Our actions speak volumes about what we value and how we value it.  Yes, if we sit down and think about the people, roles, responsibilities, and goals in our lives, we can come up with a priority list that ranks these things and we can probably talk about them in a meaningful way.  But if we compare that list to our actions, if we use our daily actions and choices to list for us what we value and how we value it/them most people would find that the two lists don’t match.  Some of them dramatically so!

It’s eye-opening to let go of the way you think you value things and people, especially yourself, and instead look at your actions and how you are actually valuing things.  An easy way to see this is to keep an activity diary.  Like a food diary, list out the things you do in the order you do them each day keeping track of how much time you spend doing them including preparing to do them and the amount of time you spend thinking about them.  Account for your day in 15 minute increments as if your time was as valuable as a lawyer’s billable hours.  At the end of a week sit down and bill those hours to the appropriate clients such as significant others, relatives, children, friends, organizations, work, school, etc.
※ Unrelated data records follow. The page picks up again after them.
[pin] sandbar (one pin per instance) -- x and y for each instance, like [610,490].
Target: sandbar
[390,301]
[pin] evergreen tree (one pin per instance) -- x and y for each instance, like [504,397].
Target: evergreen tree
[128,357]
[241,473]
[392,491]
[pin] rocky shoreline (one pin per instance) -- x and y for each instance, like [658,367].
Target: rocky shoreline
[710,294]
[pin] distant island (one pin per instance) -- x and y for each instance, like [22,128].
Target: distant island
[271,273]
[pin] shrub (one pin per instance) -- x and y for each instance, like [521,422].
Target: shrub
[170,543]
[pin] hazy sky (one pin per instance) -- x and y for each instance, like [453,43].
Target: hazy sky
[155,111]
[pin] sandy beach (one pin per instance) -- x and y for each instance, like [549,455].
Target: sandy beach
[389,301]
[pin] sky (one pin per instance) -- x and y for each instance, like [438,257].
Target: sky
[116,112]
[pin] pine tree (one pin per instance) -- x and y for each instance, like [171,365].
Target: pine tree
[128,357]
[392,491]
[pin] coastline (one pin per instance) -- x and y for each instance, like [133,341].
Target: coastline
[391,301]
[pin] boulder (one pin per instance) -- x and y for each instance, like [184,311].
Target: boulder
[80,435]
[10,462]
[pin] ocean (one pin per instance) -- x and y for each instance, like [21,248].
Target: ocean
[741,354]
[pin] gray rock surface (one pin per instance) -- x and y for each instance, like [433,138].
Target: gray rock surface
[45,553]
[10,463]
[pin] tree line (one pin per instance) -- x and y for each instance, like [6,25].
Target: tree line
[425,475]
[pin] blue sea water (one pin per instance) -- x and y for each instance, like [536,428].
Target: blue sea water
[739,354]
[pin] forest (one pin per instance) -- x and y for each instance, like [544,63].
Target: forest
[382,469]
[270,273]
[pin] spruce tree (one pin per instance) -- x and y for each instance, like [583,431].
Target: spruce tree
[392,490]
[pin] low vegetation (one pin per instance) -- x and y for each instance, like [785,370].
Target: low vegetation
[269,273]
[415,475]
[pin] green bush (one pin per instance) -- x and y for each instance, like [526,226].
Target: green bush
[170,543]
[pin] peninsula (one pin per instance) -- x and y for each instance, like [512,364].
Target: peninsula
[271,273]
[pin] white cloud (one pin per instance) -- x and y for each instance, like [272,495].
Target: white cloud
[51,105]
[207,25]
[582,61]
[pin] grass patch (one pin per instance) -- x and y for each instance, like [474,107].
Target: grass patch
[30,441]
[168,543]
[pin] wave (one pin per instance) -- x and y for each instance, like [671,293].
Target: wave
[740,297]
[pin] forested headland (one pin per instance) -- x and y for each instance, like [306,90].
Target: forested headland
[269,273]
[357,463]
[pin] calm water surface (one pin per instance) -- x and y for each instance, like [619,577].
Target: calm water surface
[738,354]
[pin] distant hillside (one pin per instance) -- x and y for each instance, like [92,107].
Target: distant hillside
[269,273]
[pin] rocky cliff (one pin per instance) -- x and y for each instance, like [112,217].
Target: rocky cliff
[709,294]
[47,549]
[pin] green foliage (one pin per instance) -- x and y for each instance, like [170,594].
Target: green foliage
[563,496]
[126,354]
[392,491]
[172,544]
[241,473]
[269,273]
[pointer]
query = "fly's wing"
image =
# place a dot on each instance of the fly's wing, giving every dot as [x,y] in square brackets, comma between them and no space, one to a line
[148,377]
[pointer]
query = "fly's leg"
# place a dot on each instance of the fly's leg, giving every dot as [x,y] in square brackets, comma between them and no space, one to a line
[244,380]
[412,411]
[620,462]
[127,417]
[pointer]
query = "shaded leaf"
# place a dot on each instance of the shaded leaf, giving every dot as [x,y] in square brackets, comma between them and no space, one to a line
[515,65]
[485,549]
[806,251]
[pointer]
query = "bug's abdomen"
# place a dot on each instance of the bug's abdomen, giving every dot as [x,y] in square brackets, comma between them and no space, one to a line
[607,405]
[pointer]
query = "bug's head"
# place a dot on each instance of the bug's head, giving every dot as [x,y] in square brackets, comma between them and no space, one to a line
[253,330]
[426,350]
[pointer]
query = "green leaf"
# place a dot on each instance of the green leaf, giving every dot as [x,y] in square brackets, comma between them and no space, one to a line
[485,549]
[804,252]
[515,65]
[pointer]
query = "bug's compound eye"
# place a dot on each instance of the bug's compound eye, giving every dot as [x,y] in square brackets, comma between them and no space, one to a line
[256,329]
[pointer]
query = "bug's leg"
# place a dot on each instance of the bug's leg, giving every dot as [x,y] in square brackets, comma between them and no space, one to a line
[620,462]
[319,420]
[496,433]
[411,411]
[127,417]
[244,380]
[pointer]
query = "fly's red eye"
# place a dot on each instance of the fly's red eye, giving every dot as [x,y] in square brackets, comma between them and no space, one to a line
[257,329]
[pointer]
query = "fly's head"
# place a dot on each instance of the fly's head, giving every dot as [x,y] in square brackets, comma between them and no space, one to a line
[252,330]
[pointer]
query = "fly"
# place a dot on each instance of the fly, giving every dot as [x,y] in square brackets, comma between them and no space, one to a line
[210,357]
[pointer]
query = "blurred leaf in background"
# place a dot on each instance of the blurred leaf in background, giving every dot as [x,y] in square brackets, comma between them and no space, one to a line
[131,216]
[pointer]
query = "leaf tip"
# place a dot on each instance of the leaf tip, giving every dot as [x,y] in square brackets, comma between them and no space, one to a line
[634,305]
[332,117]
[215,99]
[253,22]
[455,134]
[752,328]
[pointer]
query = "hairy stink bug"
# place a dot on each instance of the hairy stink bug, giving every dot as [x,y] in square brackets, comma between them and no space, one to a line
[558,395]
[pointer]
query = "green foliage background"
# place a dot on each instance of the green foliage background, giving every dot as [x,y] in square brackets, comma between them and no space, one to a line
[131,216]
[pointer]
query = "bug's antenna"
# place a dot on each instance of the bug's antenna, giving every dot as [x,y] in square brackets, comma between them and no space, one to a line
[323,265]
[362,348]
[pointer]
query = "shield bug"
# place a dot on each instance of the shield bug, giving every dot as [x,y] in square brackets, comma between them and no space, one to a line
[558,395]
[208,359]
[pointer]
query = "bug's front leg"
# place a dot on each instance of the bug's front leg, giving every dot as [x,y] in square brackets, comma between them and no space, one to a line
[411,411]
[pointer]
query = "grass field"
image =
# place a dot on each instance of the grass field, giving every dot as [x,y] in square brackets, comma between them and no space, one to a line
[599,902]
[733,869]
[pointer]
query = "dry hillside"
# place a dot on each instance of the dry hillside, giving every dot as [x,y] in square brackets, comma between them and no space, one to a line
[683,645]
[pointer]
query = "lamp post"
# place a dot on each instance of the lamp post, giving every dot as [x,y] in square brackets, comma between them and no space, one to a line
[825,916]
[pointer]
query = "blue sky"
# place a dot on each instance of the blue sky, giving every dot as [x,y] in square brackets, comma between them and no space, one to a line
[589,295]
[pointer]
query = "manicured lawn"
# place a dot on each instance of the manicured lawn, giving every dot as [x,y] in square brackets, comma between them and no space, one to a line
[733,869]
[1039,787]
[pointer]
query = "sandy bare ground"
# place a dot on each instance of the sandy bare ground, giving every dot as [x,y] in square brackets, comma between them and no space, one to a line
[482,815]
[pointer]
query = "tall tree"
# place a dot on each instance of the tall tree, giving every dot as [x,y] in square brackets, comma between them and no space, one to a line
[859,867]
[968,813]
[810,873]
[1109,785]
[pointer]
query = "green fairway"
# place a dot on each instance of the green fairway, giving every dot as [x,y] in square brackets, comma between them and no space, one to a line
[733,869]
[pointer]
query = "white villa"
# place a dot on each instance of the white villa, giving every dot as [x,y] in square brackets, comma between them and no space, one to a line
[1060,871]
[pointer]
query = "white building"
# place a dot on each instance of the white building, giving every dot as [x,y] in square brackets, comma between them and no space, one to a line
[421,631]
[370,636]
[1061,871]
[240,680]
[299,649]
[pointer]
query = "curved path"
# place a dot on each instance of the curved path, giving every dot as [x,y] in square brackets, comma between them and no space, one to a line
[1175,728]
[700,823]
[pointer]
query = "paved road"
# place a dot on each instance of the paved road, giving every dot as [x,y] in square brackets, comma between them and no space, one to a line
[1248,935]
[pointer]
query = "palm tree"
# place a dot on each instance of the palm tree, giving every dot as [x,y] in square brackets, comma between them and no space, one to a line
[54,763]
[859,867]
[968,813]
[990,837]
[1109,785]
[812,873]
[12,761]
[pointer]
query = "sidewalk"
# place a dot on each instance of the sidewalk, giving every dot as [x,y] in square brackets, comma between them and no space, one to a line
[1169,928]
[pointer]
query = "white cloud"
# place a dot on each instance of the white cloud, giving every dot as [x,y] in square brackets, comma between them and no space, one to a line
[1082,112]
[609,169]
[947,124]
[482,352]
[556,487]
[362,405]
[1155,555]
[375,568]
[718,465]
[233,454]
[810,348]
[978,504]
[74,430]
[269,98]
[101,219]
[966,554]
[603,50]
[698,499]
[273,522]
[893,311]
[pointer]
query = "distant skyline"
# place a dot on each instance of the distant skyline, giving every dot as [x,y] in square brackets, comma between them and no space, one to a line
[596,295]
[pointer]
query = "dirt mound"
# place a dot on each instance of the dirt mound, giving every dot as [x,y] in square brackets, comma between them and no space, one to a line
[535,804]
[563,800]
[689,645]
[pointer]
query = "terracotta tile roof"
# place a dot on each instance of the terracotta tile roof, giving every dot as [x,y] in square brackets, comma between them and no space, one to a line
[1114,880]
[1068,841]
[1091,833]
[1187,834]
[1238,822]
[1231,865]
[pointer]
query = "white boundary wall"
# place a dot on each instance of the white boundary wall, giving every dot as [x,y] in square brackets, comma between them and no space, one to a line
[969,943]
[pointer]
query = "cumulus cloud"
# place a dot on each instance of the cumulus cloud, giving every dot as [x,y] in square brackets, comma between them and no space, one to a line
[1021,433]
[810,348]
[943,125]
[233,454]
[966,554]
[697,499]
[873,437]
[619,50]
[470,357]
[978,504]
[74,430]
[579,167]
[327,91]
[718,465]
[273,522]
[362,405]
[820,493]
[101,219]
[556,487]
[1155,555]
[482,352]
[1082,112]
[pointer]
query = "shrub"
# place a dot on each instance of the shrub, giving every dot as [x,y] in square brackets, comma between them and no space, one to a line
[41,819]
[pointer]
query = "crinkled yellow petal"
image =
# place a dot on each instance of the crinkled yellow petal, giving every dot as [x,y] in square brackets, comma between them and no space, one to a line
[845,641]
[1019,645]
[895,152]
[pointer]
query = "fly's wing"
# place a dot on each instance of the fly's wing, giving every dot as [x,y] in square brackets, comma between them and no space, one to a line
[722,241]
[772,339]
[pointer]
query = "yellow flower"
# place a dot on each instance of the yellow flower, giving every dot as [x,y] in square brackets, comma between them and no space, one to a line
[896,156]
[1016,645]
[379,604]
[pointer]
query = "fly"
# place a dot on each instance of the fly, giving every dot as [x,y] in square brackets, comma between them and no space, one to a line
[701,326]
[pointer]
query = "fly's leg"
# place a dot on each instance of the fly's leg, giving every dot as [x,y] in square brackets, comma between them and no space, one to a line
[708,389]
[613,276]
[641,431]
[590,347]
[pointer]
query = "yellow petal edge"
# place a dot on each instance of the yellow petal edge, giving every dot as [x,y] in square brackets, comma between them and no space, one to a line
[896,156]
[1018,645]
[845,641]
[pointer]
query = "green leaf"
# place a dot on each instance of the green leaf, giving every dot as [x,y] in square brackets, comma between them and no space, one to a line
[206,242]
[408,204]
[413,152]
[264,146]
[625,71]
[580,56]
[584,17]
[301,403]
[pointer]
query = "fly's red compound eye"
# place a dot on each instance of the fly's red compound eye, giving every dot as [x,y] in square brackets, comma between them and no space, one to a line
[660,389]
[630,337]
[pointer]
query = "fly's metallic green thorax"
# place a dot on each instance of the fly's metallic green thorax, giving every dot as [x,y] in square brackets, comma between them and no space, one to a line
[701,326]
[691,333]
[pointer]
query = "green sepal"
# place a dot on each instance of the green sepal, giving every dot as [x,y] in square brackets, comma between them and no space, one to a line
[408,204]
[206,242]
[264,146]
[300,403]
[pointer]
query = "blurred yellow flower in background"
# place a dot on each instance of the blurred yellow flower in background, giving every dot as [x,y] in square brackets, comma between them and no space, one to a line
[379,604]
If can or can have a friend do it for you it’s interesting to plug that information into a tool that will make it into a pie chart. Check out how value is placed on everything else but you.  How much is placed on things you’d rather not be doing?  How much out of balance is everything?  Is there anything left over for the life you want to have?  Is there anything left over for you beyond the bare minimum to keep you standing upright?  What would it take for you to become worthy of being on the pie chart?  Trick question.  You’re worthy because you’re alive, because you exist, because you’re amazing and deserve all the good things that life can bring.  The real question is, when do you become part of your own pie chart?  When do you value you in the life that you lead?